Dear Midwifery Today,

The Nursing and Midwifery Council is the nursing and midwifery regulator for England, Wales, Scotland, Northern Ireland and the Islands. We exist to safeguard the health and well-being of the public. We recently launched a survey about proposals to amend some of the rules related to midwifery practice and supervision.

One of the questions we are asking is about the postnatal period. The rules define the postnatal period as: “the period after the end of labor during which the attendance of a midwife upon a woman and baby is required, being not less than 10 days and for such longer period as the midwife considers necessary.” We are asking whether it is appropriate for the rules to specify how long a midwife should attend a woman and baby in the postnatal period. Does this stipulation enhance the safety of women and babies? We believe that removing the stipulation of 10 days would still facilitate midwives to provide care that centers on the individual needs of women and babies.

To take part in the survey or to find out more please visit the consultation page of our Web site http://www.nmc-uk.org/. If you have any questions about this work please call, or e-mail our midwifery team at midwives.rules@nmc-uk.org.

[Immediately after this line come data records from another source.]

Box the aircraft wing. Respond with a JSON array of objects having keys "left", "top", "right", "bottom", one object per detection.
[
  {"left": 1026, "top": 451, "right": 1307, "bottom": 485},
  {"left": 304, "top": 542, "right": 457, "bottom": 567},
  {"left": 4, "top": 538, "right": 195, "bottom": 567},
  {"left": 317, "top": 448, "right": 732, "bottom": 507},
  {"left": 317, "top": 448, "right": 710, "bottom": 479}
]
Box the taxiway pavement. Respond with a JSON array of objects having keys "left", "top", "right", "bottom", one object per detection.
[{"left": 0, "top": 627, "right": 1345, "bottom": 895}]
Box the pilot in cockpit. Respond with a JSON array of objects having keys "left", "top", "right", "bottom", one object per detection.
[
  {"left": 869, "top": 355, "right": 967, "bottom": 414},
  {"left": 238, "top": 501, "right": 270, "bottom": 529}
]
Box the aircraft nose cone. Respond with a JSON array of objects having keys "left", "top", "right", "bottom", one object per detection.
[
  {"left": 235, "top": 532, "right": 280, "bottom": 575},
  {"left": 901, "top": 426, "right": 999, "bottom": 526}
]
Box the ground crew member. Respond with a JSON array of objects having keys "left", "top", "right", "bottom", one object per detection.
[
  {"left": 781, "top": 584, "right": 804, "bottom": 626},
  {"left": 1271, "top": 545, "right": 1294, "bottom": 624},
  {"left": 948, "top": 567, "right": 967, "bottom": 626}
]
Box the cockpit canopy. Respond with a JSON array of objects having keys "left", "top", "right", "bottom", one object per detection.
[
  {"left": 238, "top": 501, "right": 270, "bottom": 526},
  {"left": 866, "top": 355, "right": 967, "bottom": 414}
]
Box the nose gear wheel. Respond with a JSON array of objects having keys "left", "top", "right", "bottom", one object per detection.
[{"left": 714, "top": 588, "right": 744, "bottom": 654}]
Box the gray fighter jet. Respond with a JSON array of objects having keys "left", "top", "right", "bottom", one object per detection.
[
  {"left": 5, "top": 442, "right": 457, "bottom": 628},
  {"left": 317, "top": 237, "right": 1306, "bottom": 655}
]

This is your chance to let us know your thoughts on midwifery practice, the function of the local supervising authorities, and the roles and responsibilities of supervisors of midwives.

As well as hearing from organizations, we are also keen to hear from parents themselves. This phase of the consultation closes on July 23, 2010. The next phase, early next year, will look at the standards and guidance related to the rules. There will also be an opportunity to comment on relevant proposals. It is expected that any changes to the rules and standards will take effect from the end of 2011.

We want as many people as possible to respond to this survey as possible, so please pass this information to anyone who may be interested.